Die Empfehlungen des US-Finanzministers auf anderen Gebieten sind offenbar harmloser. So möchte er den Kapitalmarktzugang für kleinere Unternehmen erleichtern. Er will die Liquidität im weit zersplitterten Aktienmarkt verbessern und macht dazu auch detailliierte Vorschläge, die darauf hinauslaufen, große Börsenanbieter zu bevorzugen. Im Handel mit Staatsanleihen möchte er mit zusätzlichen Vorschriften die Transparenz verbessern. Im Derivatebereich sollen die Wertpapieraufsicht (SEC) und die Derivateaufsicht (CFTC), deren Kompetenzen sich zum Teil überschneiden, sich besser abstimmen. Eine Zusammenlegung der beiden Behörden würde nach seiner Ansicht dagegen wenig bringen.

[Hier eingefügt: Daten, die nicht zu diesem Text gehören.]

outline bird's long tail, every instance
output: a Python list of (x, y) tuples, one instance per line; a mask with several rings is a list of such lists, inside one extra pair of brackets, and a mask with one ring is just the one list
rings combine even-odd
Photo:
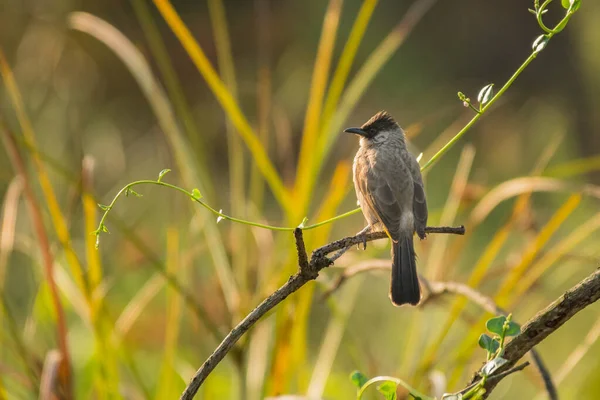
[(412, 236), (392, 241), (392, 283), (390, 299), (395, 306), (417, 305), (421, 299), (417, 261)]

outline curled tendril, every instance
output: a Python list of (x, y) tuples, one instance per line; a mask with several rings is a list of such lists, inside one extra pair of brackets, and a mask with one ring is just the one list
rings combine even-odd
[(559, 33), (560, 31), (562, 31), (565, 26), (567, 25), (567, 22), (569, 22), (569, 19), (571, 18), (571, 16), (575, 13), (575, 11), (577, 11), (577, 9), (579, 8), (579, 6), (581, 5), (581, 0), (571, 0), (569, 2), (569, 8), (567, 9), (567, 12), (565, 14), (565, 16), (563, 17), (562, 20), (560, 20), (560, 22), (558, 24), (556, 24), (556, 26), (554, 28), (548, 28), (546, 26), (546, 24), (543, 21), (543, 15), (546, 13), (546, 11), (548, 11), (548, 6), (550, 5), (550, 3), (552, 3), (553, 0), (546, 0), (542, 3), (542, 5), (540, 5), (539, 0), (535, 0), (534, 1), (534, 13), (535, 13), (535, 17), (538, 21), (538, 25), (540, 26), (540, 28), (542, 28), (542, 30), (544, 30), (544, 32), (550, 34), (550, 35), (554, 35), (556, 33)]

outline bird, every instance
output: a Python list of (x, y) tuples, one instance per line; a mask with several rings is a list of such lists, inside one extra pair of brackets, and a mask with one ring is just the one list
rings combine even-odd
[(392, 242), (390, 300), (395, 306), (417, 305), (421, 290), (413, 237), (416, 233), (425, 239), (428, 214), (419, 163), (406, 147), (404, 131), (386, 111), (344, 132), (360, 137), (352, 172), (368, 224), (361, 233), (386, 232)]

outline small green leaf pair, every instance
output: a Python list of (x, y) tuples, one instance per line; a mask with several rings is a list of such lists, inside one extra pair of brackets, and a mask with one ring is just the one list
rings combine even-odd
[(508, 317), (500, 315), (498, 317), (489, 319), (485, 324), (485, 327), (488, 331), (501, 337), (516, 336), (521, 333), (519, 324), (512, 322), (510, 315)]
[[(358, 389), (362, 388), (369, 381), (369, 379), (360, 371), (354, 371), (352, 374), (350, 374), (350, 380)], [(383, 395), (385, 400), (396, 400), (397, 387), (398, 384), (396, 384), (396, 382), (385, 381), (381, 385), (377, 386), (377, 390)]]

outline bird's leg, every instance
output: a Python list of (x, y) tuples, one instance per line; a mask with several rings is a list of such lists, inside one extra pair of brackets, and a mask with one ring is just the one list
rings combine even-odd
[[(356, 234), (356, 236), (362, 235), (362, 244), (363, 244), (363, 249), (366, 250), (367, 249), (367, 233), (371, 232), (371, 225), (367, 225), (363, 228), (363, 230), (361, 230), (360, 232), (358, 232)], [(352, 246), (348, 246), (348, 247), (344, 247), (343, 249), (338, 250), (337, 253), (335, 253), (333, 256), (329, 257), (329, 261), (334, 262), (335, 260), (337, 260), (338, 258), (340, 258), (345, 252), (348, 251), (348, 249), (352, 247)], [(360, 243), (356, 245), (356, 247), (360, 250)]]
[[(358, 232), (356, 234), (356, 236), (362, 235), (362, 245), (363, 245), (363, 250), (367, 249), (367, 233), (371, 232), (371, 225), (367, 225), (363, 228), (363, 230), (361, 230), (360, 232)], [(356, 247), (358, 249), (360, 249), (360, 243), (356, 245)]]

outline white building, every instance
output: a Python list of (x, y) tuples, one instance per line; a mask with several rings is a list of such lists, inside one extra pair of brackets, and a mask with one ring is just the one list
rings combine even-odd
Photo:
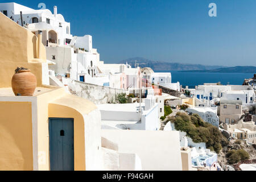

Einzelne Vorschläge des Ministers könnten zu Konflikten auf der internationalen Bühne führen, wie etwa die erwähnten Risikozuschlage für Verbriefungen. Auf der anderen Seite betont Mnuchin aber in vielen Fällen, vor allem beim Derivategeschäft, die Behörden sollten sich besser mit Aufsehern anderer Länder abstimmen und praktikable, „am Ergebnis orientierte“ Lösungen finden. Unter der Überschrift „Amerikanische Interessen vertreten“ finden sich sogar besonders viele Vorschläge zu internationaler Kooperation. Vielleicht will der Minister so verhindern, dass seine Ideen zu wenig nationalistisch klingen.